The genome of a living organism or a virus is the entirety of all gene sequences in the DNA and of the non-coding DNA sequences. It encodes the synthesis of RNA or proteins that direct all activities in an organism or in a virus. Therefore, sequencing the DNA and determining coding sequences give information about the genetic blueprint of organisms. The human genome for example consists of nearly 3 billion DNA base pairs and only about 2% of the genome are protein-coding genes, so the genome analysis is a complex process.
The DNA is composed of two bonded strands of nucleotides, which are characterized by the bases they contain, C (cytosine), G (guanine), A (adenine) and T (thymine), where only A with T and G with C can pair. Thus, the DNA can be understood as a string containing these four letters. The long sequences of often repeating letters cause the issue, that it is complex to recognize separate gene sequences and to distinguish between gene and non-coding sequences, which can differ by only one base pair. Therefore, a machine learning model has to be able to memorize the majority of past letters (bases) and to capture their dependencies among each other.
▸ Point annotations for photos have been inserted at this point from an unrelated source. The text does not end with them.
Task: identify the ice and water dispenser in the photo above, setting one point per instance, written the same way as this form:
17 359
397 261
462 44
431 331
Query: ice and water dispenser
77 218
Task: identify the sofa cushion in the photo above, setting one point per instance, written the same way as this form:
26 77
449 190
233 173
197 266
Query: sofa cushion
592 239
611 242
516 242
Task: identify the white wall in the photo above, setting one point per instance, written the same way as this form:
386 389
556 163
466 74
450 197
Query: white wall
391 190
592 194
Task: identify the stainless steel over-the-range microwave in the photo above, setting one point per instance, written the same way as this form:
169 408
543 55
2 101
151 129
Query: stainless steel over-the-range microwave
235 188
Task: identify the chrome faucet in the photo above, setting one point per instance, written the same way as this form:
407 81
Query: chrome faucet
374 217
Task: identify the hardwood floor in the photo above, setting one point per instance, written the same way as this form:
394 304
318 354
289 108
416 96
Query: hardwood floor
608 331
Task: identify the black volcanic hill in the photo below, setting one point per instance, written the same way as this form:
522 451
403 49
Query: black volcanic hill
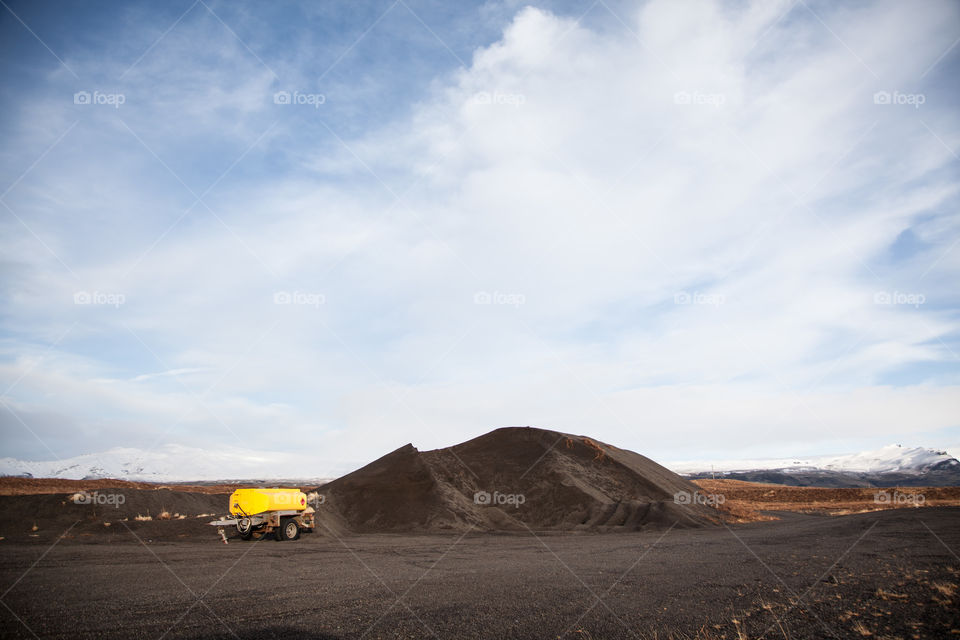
511 479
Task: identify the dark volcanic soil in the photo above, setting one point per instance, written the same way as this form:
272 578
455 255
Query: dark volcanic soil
511 479
892 574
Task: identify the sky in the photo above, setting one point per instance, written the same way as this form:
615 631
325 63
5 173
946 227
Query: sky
690 229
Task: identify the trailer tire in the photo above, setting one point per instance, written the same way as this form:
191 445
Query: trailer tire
288 530
245 528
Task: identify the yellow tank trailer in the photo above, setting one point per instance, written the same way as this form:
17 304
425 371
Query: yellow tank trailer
249 502
258 512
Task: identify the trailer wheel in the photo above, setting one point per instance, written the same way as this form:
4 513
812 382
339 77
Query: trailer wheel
289 530
245 528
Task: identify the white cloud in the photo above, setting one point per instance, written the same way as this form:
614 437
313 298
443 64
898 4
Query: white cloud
722 154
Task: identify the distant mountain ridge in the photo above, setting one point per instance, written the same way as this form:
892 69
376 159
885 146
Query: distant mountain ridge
893 465
888 466
174 463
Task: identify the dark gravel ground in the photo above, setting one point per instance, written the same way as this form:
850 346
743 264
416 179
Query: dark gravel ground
892 574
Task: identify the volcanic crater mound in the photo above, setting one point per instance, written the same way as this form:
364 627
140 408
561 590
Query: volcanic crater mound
514 479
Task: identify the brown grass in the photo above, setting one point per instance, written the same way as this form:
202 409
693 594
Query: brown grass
746 500
36 486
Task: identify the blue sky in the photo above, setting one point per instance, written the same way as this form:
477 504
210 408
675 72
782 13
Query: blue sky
717 229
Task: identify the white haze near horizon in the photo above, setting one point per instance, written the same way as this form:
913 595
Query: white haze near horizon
686 218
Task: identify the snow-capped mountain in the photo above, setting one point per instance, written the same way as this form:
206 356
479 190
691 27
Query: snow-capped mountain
887 466
884 460
175 463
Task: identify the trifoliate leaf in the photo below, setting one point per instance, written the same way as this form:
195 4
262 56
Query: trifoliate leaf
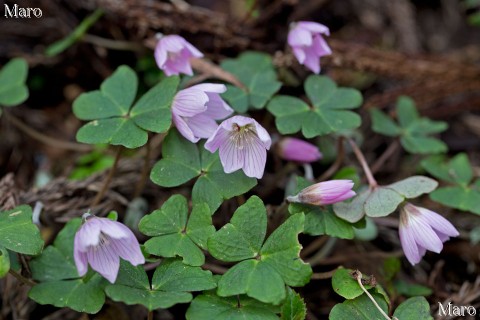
463 195
183 161
381 201
328 112
360 308
173 236
18 233
265 269
78 294
114 120
294 307
414 132
416 308
171 284
13 90
255 70
209 306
Potential solution approaches
The extraction of information from the text-like DNA sequence data requires a machine learning model, that is able to capture the long term dependencies on previous letters. Such tasks can be solved by bidirectional recurrent neural networks (BRNN), e.g. a long short-term memory (LSTM) network. These algorithms include for the calculation of the recent output previous outputs and state variables.
By determining the relations between the bases, the model is able to identify gene sequences and to classify them by their functionality. It can also detect irregularities in the DNA sequence supporting disease diagnostics and enabling more personalized medical treatment.